Due visitatrici osservano Dark Brother di Anish Kapoor (foto: Amedeo Benestante)

Un esempio recente di iniziativa all’intersezione tra sostenibilità e solidarietà è il playground di Temitayo Ogunbiyi: “i bambini ci giocano ma è un’installazione d’artista, ed è fatta con materiali riciclati. È stata realizzata grazie a un circuito virtuoso di economia circolare”. Al principio dell’economia circolare – e allo spirito del tradizionale caffè sospeso napoletano – è ispirata anche l’iniziativa dell’allestimento solidale: “tutti gli allestimenti che verranno smontati al Madre”, spiega Valente, “verranno donati a imprese culturali, cooperative, associazioni, piccoli musei della Regione Campania che non possono permetterseli e che attualmente sono chiusi proprio per questo motivo. La prima donazione è andata all’ex municipio di Orta di Atella, edificio che era stato confiscato alla camorra; riconvertito in museo, aveva aperto per un giorno ma poi era stato vandalizzato, sempre dalla camorra. Noi lo riapriremo con gli allestimenti del Madre”.
 

Un avvistamento inaspettato: Dries Mertens, calciatore del Napoli, durante il lockdown.
Il video fa parte di Intervallo, Napoli, 2020: diario di una città sospesa di Eduardo Castaldo

Durante il lockdown, il Madre ha aderito alla campagna nazionale #iorestoacasa in più di un modo. Ha lanciato Madre door-to-door, “un programma digitale, articolato in tre filoni principali sul sito e sui canali social del museo, che porta l’arte a domicilio” con contenuti inediti e materiali dalla collezione permanente e dalle mostre temporanee. Ha esteso una call agli artisti perché reinventassero alcune parole e temi chiave del momento, tra cui vicinanza/distanza, casa, isolamento, comunità, quarantena, famiglia, relazioni, e altre ancora. Sui canali social del museo, Eduardo Castaldo ha ripreso lo storico format Rai Intervallo e lo ha reinterpretato come un diario quotidiano del lockdown composto da fotografie e clip video inedite.

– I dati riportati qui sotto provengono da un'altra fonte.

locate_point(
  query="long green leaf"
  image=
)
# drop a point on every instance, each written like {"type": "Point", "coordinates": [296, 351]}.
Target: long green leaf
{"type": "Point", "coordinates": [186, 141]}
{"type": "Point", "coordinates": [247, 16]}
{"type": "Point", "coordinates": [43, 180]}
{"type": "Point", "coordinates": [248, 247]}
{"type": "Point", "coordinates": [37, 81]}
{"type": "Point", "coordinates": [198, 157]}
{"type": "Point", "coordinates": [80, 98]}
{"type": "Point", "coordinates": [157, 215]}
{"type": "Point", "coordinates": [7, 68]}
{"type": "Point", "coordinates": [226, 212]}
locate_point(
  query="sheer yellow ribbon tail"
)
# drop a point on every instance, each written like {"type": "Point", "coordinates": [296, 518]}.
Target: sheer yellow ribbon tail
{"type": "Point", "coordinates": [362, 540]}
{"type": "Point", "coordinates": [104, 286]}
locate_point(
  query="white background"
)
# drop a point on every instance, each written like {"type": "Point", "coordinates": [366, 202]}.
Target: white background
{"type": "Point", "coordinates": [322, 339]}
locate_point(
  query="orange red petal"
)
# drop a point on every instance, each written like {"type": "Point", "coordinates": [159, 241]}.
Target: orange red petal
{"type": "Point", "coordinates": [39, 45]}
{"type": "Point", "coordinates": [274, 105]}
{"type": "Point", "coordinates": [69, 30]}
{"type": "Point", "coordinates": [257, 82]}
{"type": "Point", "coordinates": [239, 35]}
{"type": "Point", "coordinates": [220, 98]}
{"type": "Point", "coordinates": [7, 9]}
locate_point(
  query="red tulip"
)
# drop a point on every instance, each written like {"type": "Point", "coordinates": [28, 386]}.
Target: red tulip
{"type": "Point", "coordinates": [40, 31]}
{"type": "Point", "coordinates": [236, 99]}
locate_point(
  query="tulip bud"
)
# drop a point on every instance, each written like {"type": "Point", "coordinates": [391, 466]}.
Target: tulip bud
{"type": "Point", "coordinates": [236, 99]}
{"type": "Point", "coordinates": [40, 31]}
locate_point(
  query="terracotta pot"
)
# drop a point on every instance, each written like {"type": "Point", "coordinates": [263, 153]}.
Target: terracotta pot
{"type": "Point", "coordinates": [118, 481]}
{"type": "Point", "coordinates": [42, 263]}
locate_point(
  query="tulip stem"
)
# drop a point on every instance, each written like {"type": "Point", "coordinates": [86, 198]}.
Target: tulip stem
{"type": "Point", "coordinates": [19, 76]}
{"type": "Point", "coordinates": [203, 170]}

“Alla riapertura, il 18 maggio, ci siamo detti: possiamo mai, con la consapevolezza di tutto quello che è accaduto, fare finta di niente e riprendere da dove avevamo lasciato? Non era possibile”, dice Valente, “perché un museo d’arte contemporanea si deve interrogare su ciò che gli accade attorno; dev’essere la cartina di tornasole del suo tempo; con i suoi strumenti specifici, deve provare a dare delle risposte al dato di cronaca. In questo periodo ancora di più. E allora abbiamo pensato di organizzare la Factory 2020, all’interno di un progetto di due anni che si chiama Madre per il sociale”. E così, durante tutta l’estate, la sala grande di Piazza Madre e i due cortili del museo saranno animati da laboratori e attività gratuite per adulti e bambini, pensate e realizzate da artisti; un programma dedicato, nel centenario della sua nascita, a Gianni Rodari e alla sua “grammatica della fantasia”.